AdvantageKit users should replace the standard start() method with the line shown below to start recording data to the AdvantageKit log. Note that this feature is provided for convenience only; the data recorded to the log is NOT available in replay. REV motor controllers must still be within an IO implementation with defined inputs to support replay.

Note: AdvantageKit must be running the 2024 kickoff release or later.

public void robotInit() {
  // ...
  Logger.registerURCL(URCL.startExternal());
  Logger.start();
}

SysId Usage

Note: Update to the latest version of AdvantageScope and WPILib before attempting to use URCL data with SysId.

  1. After setting up URCL as shown above, configure the SysId routine using null for the mechanism log consumer. An example is shown below for Java. This configuration can be performed within the subsystem class.
// Create the SysId routine
var sysIdRoutine = new SysIdRoutine(
  new SysIdRoutine.Config(),
  new SysIdRoutine.Mechanism(
    (voltage) -> subsystem.runVolts(voltage.in(Volts)),
    null, // No log consumer, since data is recorded by URCL
    subsystem
  )
);

// The methods below return Command objects
sysIdRoutine.quasistatic(SysIdRoutine.Direction.kForward);
sysIdRoutine.quasistatic(SysIdRoutine.Direction.kReverse);
sysIdRoutine.dynamic(SysIdRoutine.Direction.kForward);
sysIdRoutine.dynamic(SysIdRoutine.Direction.kReverse);

// AdvantageKit users should log the test state using the following configuration
new SysIdRoutine.Config(
  null, null, null,
  (state) -> Logger.recordOutput("SysIdTestState", state.toString())
)

  1. Run the SysId routine on the robot. The SysId commands can be configured as auto routines or connected to a button trigger.

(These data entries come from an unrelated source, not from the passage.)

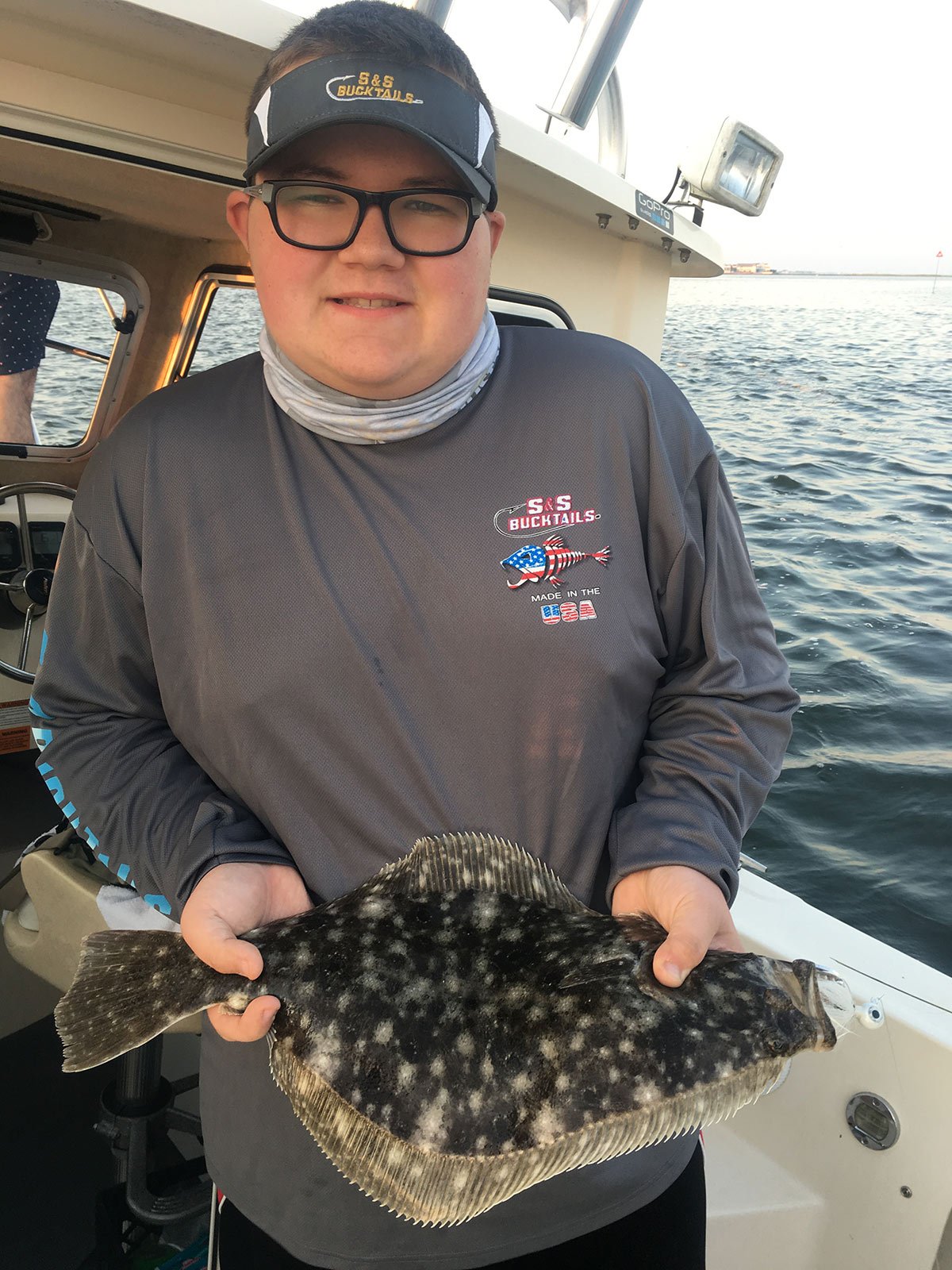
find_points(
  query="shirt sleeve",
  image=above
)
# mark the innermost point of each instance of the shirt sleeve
(720, 717)
(113, 765)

  2. Download the log file and open it in AdvantageScope. In the menu bar, go to "File" > "Export Data...". Set the format to "WPILOG" and the field set to "Include Generated". Click the save icon and choose a location to save the log.

Note: The log file from the robot must be opened and exported by AdvantageScope before opening it using the SysId analyzer. This is required to convert the CAN data recorded by URCL to a format compatible with SysId.

  1. Open the SysId analyzer by searching for "WPILib: Start Tool" in the VSCode command palette and choosing "SysId" (or using the desktop launcher on Windows). Open the exported log file by clicking "Open data log file..."

  2. Choose the following fields below to run the analysis using the default encoder. Position and velocity data from secondary encoders can also be used (alternate, external, analog, absolute, etc).

    • Position = "NT:/URCL/<Device>/MotorPositionRotations"
    • Velocity = "NT:/URCL/<Device>/MotorVelocityRPM"
    • Voltage = "NT:/URCL/<Device>/AppliedOutputVoltage"

Note: The gains produced by SysId will use the units the Spark Max/Flex is configured to report (using setPositionConversionFactor and setVelocityConversionFactor). By default, these are rotations and RPM with no gearing applied. If the units used when recording data do not match the desired units, the scaling can be adjusted in SysId during analysis.